A well is shaft that has been dug to access underground water, generally for the purpose of consumption. This water comes from a layer called the aquifer, which is made of water bearing sand, rock, or other material that filters the water.
An aquifer can be defined as a "saturated, permeable geologic unit that is capable of yielding economically significant quantities of water to wells and/or springs" ("The Compendium of Hydrogeology", Porges, Robert E., Hammer, Matthew J., 2001). Aquifers can be diverse geologic units, such as unconsolidated mixtures of sands and gravels, fractured bedrock, and weathered limestone. Water enters these aquifers via a process termed "recharge", which can come from rainfall, flow from streams and rivers, and in some cases leakage from overlying aquifers.

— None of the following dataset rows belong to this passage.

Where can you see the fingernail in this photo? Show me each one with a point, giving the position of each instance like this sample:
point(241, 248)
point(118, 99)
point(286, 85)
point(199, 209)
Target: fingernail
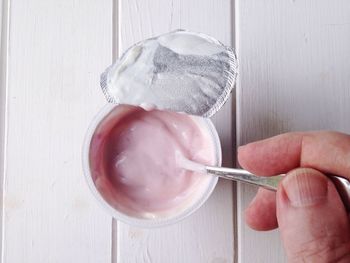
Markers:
point(305, 187)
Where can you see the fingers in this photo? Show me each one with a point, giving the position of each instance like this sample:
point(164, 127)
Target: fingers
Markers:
point(261, 213)
point(328, 152)
point(313, 222)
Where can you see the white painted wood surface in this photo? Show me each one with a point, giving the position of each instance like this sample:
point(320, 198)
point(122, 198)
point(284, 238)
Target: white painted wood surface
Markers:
point(294, 75)
point(207, 235)
point(57, 51)
point(3, 61)
point(294, 63)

With respect to self-sufficiency, most "do it yourself" wells tap into shallow, unconsolidated sand and gravel aquifers. This is a benefit to self-sufficiency, but consideration should be give to the proximity of the well to septic tanks and leach fields, surface water bodies (e.g. rivers and ponds), and other potential sources of pollution.
Drilling a Well
A well is "dug, bored, or drilled excavation, or driven shaft, typically cylindrical, with the purpose of observing or withdrawing water from an aquifer or for injection of fluids below the ground" ("The Compendium of Hydrogeology", Porges, Robert E., Hammer, Matthew J., 2001.).
Most residential wells are constructed using low carbon steel (i.e. mild steel) or polyvinyl chloride (PVC). An "open bottom" well is un-perforated pipe, driven to a certain depth, allowing water to flow up into the pipe, known as well casing. Sometimes the well casing is perforated after it is driven or drilled into place, to allow more water into the well. The perforations are usually placed opposite aquifers that will yield water to the well, ideally. As wells become more sophisticated, the well casing is mated with pre-perforated well casing or well screen. This is engineered to allow more water into the well, while lending a degree of control to reduce the presence of sand in the pumped water.
Well diameters vary from 4 inches upwards, and will control the diameter (and therefore the flow rate) of the pump that can fit in the well. Most residential wells, yielding between 5 and 100 gallons per minute, will range from 4 to 10 inches in diameter.
Do it yourself wells often use PVC and steel well points, which are short sections of small diameter metal well screen, to allow water in and reduce the amount of sand entering the well.